Jimmy Eat World’s last record, 2016’s Integrity Blues, felt like a big moment for the Arizona emo heroes. Despite a title that conjured up images of frontman Jim Adkins strumming his way down the Mississippi River, it actually found the quartet turning down their full-hearted guitars in favour of a moodier digital sheen – a consequence of working with M83 producer Justin Meldal-Johnsen. What followed was arguably the band’s best music in a decade, the work in foreign territory clearly rekindling something within its creators.
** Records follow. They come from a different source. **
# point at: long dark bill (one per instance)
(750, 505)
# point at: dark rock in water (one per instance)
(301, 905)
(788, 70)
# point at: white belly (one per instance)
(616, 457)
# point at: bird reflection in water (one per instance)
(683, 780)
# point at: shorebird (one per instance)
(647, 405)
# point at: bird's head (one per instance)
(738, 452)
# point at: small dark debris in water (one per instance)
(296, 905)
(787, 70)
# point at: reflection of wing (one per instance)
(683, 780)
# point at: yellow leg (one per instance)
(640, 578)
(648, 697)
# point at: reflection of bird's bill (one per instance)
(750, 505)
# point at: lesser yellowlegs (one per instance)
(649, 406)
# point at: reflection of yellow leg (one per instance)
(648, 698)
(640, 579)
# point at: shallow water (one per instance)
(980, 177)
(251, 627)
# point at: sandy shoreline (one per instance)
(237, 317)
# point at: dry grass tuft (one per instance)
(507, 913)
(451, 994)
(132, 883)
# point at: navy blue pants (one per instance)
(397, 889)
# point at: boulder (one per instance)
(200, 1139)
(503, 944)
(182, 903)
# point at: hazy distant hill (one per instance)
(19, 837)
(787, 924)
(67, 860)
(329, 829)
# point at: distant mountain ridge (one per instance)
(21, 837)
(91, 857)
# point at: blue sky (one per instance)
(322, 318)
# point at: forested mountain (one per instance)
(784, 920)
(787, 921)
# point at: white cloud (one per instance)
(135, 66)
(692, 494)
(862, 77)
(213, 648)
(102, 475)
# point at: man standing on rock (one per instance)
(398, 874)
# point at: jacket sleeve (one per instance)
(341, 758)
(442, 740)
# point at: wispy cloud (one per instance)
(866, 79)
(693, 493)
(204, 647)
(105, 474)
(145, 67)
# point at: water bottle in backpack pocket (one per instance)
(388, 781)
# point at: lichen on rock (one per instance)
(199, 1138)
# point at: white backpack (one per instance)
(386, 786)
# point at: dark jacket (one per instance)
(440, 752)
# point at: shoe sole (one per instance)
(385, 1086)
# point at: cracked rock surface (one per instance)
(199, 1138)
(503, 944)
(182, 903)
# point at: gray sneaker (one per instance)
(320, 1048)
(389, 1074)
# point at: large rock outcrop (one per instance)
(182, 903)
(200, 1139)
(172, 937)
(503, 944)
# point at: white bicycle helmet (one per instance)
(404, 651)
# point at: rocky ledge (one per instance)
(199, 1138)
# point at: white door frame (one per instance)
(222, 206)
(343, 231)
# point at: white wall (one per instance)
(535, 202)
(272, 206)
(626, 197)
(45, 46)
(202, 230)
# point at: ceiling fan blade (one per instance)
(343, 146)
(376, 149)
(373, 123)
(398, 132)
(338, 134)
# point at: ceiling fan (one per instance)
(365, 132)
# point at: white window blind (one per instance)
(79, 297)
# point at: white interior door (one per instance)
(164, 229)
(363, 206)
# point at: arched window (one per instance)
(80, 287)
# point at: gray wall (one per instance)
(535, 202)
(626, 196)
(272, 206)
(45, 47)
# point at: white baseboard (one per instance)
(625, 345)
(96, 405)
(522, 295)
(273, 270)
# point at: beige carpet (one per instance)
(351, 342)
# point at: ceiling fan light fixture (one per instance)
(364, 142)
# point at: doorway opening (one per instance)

Curiously, Surviving, Jimmy Eat World’s 10th album, does not follow the same path that Integrity Blues seemed to be treading, instead returning to something closer to the band’s rockier roots. But this record does owe its predecessor a debt for the adventurous spirit and fresh lease of life that it clearly bestowed upon the band. If it hadn’t, we probably wouldn’t have All The Way (Stay), a brilliantly upbeat track that marries sparkling guitars with a Midwestern stomp before suddenly exploding into a free-form saxophone solo. That’s right, Jimmy Eat World now have a song with a sax, and it’s great.
The jazz freak-out may be an isolated incident, but it’s a moment packed with unfiltered feeling and power, and there are plenty others like it on Surviving. The wistful Delivery is a delicate, touch-it-and-you’ll-break-it number that feels like some lost offcut from the band’s underrated 2010 album Invented, where quietly shimmering synths add weight to Jim’s restless observation that ‘The things you hope someday will come keep waiting’. In contrast, the band go super-size on Recommit, as a hazy build-up tips towards an avalanche of dark energy, all piercing guitar shrieks and sore feelings.